Even when oceanside resorts and sea bathing became popular throughout Europe and North America in the 19th century, people still covered up for modesty and for sun protection. But that began to change in the 1920s when swimming emerged as a mainstream sport, with form-fitting, sleeveless bathing suits for women replacing bulky bathing dresses made from yards of fabric. “Sunbathing” became the new craze of the 1930s and 1940s.

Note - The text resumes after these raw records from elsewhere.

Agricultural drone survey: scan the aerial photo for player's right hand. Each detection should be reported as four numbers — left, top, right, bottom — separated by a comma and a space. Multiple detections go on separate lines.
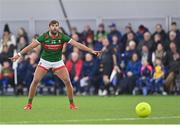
9, 54, 20, 62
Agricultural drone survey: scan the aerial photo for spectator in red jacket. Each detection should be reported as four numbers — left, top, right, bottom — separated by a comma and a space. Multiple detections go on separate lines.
66, 52, 83, 94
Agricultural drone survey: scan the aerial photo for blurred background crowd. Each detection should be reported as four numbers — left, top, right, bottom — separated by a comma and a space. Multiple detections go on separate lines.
0, 22, 180, 96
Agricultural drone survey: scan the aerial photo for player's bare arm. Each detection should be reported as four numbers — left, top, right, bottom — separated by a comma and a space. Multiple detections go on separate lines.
70, 39, 102, 56
10, 40, 40, 62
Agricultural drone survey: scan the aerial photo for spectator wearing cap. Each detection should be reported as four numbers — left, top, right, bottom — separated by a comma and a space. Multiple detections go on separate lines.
95, 23, 108, 41
108, 23, 122, 43
81, 25, 94, 41
136, 24, 149, 42
121, 25, 135, 46
137, 32, 153, 52
0, 24, 16, 56
171, 22, 180, 43
153, 24, 167, 41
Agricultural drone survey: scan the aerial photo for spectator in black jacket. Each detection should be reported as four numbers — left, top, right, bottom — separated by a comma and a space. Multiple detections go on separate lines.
80, 53, 98, 95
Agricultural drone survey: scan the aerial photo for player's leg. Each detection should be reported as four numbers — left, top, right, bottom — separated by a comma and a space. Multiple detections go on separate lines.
24, 65, 47, 109
54, 66, 77, 109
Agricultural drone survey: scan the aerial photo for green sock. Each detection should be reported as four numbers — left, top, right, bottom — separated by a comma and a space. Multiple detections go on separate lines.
69, 99, 74, 104
28, 98, 33, 104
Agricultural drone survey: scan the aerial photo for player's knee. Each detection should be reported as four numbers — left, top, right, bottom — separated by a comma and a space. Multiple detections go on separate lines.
63, 78, 71, 86
33, 79, 40, 85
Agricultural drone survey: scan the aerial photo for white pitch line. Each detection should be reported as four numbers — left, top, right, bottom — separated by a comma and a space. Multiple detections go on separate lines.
0, 116, 180, 124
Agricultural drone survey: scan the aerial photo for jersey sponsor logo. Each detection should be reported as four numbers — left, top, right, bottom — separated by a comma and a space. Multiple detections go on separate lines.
42, 44, 63, 50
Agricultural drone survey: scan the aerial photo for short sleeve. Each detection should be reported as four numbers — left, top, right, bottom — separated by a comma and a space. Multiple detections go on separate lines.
62, 34, 71, 43
37, 34, 45, 43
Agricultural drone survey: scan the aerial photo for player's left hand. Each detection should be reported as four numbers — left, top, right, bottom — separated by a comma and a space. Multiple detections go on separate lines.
92, 50, 102, 57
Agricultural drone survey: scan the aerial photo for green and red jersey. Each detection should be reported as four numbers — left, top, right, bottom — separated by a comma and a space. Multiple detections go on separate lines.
37, 31, 71, 62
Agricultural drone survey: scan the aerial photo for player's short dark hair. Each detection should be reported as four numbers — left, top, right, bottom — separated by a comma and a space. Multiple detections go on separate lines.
49, 20, 59, 26
171, 22, 177, 25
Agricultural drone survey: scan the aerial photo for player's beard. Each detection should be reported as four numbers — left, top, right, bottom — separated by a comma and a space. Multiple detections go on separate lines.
51, 30, 57, 35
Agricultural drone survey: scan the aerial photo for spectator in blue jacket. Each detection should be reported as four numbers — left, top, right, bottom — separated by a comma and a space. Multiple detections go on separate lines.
108, 23, 122, 43
119, 53, 141, 93
80, 53, 98, 95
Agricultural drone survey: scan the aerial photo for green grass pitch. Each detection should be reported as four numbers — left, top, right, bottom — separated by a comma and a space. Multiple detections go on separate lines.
0, 95, 180, 124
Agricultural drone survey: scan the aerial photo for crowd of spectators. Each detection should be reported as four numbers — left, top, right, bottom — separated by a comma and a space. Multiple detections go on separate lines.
0, 22, 180, 96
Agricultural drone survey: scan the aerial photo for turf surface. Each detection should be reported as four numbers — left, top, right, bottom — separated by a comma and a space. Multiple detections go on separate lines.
0, 96, 180, 124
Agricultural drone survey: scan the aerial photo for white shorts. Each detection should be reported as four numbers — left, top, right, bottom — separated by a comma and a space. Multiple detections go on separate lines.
38, 58, 65, 71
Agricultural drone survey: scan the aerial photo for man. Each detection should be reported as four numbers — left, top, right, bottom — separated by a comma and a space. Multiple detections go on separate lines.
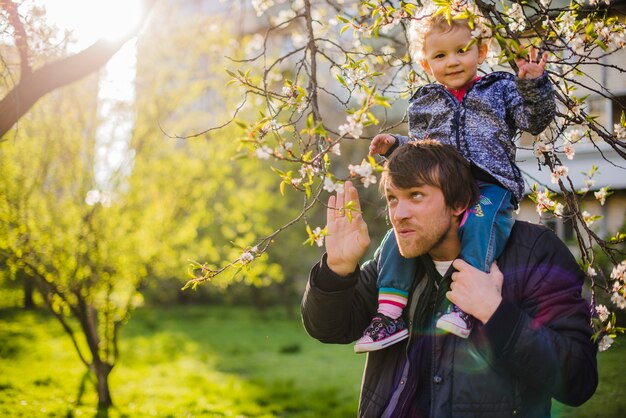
302, 140, 598, 418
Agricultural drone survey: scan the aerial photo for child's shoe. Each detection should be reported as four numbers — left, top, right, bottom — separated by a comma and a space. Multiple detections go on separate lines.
354, 313, 409, 353
437, 305, 472, 338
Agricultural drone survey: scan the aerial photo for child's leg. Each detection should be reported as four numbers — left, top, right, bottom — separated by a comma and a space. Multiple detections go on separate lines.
437, 182, 514, 338
459, 182, 514, 273
377, 229, 416, 319
354, 230, 417, 353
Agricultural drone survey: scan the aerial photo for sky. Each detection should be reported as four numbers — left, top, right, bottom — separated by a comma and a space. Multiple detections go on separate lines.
44, 0, 141, 193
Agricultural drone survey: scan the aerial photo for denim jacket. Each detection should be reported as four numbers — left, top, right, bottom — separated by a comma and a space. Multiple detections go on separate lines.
388, 71, 556, 206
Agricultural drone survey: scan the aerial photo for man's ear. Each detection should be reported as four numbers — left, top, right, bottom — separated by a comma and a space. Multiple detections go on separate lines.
420, 58, 433, 76
452, 207, 469, 217
478, 40, 489, 65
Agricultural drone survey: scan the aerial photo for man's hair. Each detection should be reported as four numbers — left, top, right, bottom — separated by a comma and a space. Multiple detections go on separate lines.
380, 139, 480, 209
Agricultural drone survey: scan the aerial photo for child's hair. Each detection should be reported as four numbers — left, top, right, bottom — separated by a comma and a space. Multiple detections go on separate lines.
408, 6, 491, 62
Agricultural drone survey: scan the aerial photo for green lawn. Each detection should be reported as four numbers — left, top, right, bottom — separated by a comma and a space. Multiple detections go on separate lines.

Medical professionals praised the sun as “the greatest bottle of medicine in the universe,” supposedly able to cure ailments ranging from acne to tuberculosis. Tanned skin became desirable, a mark of leisure rather than labor and a sign of robust health. The rise of consumer culture, cheaper travel, and increased vacation time all fed a growing demand for products to help achieve a glowing tan while avoiding painful sunburns.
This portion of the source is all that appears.